On the requirement of the law on service of a notice in forfeiture, he relied on his previous judgment in Council of Legal Education v. Dange & Ors (2019) LPELR-50497(CA) and held: “With regards to forfeiture, the law also requires the service of a notice, informing the lessee of the covenant breached and giving him an opportunity to remedy such breach before seeking an order in court for forfeiture and re-entry.”
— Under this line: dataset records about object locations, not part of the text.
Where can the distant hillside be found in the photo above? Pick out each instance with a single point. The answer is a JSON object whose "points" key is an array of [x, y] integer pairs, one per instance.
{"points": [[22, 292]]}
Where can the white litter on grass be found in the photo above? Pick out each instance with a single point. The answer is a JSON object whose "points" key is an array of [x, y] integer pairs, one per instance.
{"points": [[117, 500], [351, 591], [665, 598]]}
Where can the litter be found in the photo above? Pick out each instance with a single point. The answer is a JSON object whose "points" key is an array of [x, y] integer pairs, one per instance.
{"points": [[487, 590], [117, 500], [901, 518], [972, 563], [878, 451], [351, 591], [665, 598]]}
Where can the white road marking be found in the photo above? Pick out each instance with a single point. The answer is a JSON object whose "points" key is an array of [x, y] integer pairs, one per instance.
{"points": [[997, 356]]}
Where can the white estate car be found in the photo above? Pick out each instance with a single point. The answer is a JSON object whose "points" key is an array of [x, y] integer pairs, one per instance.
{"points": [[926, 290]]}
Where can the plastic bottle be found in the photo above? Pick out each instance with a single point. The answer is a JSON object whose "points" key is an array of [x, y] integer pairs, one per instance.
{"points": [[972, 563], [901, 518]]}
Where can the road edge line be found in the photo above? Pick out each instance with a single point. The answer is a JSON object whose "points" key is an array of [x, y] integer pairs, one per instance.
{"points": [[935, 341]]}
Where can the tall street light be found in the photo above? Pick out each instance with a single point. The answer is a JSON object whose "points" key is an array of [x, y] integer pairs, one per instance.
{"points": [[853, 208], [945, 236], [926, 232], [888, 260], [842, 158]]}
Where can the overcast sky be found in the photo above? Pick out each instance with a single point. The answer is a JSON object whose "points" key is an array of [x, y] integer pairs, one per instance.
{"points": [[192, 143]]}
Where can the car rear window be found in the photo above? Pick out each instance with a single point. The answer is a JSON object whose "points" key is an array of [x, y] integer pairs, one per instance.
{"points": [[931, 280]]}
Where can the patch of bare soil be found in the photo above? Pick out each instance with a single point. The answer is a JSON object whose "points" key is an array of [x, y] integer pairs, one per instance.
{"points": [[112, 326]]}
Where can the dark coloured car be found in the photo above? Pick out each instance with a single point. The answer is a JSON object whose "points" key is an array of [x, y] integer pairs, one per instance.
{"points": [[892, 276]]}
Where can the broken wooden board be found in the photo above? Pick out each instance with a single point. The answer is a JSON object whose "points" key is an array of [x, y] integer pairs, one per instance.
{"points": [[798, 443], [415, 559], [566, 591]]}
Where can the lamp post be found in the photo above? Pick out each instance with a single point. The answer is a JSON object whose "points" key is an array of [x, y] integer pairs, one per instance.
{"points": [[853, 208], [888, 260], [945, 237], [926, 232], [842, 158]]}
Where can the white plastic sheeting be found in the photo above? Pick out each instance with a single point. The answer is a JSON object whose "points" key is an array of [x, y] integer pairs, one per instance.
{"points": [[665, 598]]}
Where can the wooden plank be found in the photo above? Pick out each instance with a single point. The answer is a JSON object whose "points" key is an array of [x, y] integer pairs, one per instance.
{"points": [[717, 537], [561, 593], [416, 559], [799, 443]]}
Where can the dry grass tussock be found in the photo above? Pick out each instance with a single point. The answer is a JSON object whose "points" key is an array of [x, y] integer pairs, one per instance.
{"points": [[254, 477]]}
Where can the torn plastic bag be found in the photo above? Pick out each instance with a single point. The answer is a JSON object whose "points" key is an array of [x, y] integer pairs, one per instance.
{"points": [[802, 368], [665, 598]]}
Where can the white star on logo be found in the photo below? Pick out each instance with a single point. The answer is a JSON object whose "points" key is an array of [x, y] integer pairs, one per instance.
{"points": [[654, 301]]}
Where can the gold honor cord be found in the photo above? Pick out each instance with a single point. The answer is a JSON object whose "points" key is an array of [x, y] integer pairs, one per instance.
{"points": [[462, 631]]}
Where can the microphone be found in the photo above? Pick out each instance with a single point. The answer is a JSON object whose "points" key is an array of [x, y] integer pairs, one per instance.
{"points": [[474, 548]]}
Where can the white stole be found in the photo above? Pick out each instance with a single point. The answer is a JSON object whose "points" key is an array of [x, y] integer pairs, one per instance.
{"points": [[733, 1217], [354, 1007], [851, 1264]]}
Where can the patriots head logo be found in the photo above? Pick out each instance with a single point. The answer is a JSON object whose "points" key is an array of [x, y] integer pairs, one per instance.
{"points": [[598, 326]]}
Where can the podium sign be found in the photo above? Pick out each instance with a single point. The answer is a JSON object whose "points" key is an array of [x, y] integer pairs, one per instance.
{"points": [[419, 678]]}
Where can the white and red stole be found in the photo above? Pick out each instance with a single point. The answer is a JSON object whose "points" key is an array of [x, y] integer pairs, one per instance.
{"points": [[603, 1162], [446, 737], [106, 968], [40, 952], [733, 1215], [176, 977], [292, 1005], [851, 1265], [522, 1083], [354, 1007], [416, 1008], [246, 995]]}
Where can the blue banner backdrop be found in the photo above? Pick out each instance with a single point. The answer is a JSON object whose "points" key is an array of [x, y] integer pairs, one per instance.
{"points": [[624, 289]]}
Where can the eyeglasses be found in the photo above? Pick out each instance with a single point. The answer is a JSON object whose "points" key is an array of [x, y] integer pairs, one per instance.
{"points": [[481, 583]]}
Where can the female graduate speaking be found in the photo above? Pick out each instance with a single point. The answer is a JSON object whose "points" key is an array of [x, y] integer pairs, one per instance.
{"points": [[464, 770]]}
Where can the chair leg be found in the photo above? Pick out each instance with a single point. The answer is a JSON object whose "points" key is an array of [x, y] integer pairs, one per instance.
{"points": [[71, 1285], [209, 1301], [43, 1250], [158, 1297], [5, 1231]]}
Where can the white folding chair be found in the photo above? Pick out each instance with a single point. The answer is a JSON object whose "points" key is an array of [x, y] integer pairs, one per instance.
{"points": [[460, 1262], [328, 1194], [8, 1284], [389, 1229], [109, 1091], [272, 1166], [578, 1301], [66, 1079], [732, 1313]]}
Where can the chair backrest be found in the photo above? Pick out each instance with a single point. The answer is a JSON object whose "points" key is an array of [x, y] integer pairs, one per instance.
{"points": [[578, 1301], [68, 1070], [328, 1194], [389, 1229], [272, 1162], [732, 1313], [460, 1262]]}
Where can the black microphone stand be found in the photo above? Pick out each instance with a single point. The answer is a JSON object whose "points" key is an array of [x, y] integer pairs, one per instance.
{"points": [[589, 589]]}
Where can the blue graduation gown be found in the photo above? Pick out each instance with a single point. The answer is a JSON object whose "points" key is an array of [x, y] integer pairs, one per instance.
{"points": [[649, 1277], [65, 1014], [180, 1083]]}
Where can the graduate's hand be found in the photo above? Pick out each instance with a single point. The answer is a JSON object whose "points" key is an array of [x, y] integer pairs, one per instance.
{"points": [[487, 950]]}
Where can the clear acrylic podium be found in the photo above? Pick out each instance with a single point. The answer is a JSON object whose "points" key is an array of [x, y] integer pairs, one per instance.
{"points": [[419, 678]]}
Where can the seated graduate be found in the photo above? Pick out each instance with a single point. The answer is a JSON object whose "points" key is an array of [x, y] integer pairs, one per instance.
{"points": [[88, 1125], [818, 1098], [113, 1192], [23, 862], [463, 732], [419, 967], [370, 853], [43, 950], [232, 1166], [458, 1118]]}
Justice Abubakar Sadiq Umar

One of Justice Umar’s landmark judgment was in the case of Agom-Eze V. Umahi & Ors (2022) LPELR-58785(CA), where he held that the time frame within which pre-election matters can be entertained by the court has been provided in Section 285(9) of the Constitution of the Federal Republic of Nigeria (as amended).
He added that notwithstanding anything to the contrary in this Constitution, every pre-election matter shall be filed not later than 14 days from the date of the occurrence of the event, decision or action complained of in the suit. From the above provision, it means any pre-election matter brought after 14 days of the event complained of in the suit, such matter will be deemed statute barred.


On the issue of who has the duty to render account of the estate of a deceased, Justice Umar held in the case of Adesola & Anor v. Lawrence & Ors (2023) LPELR-60439(CA) that It is trite that the duty to render account of the estate of the deceased is on the executors, administrators or other named agents of the estate and not on the children of the deceased.

Justice Mohammed Baba Idris

Justice Idris, in the case of Bamgbopa & Ors V. Stallion Property & Dev. Co. Ltd (2020) LPELR-51368 (CA) held that, “It is a settled principle of law that any acceptance, which is made subject to a condition, is invalid and unbinding. An offeree may make his/her acceptance conditional on some happenings. If the acceptance is subject to a condition, there is no binding agreement until that thing is done.
In Best (Nig.) Ltd Vs. B. H (Nig.) Ltd (2011) 5 NWLR (PT. 1239) 95 at 126, the Supreme Court held as follows, “Where a contract is made subject to the fulfillment of certain specific terms and conditions, the contract is not formed and not binding unless and until those terms and conditions are complied with or fulfilled.”


On the law as it relates to libel, Justice Idris in the case of Sunrise Estate Development Ltd v. Abdulrahman & Ors (2021) LPELR-52827(CA) held that, “…The law as it relates to libel is that it is the gist of the libel that is the most important consideration. Once the gist of libel has been proved and the defence of justification has also been successfully established, it is not necessary for the defendant to prove the truth of each word comprised in the alleged publication.
“It is the broad and general impression conveyed by the publication complained of that is considered and construed as a whole. It is therefore enough that the main substance of the statement is true and the defendant need not justify statements which do not add to the gist of libel.”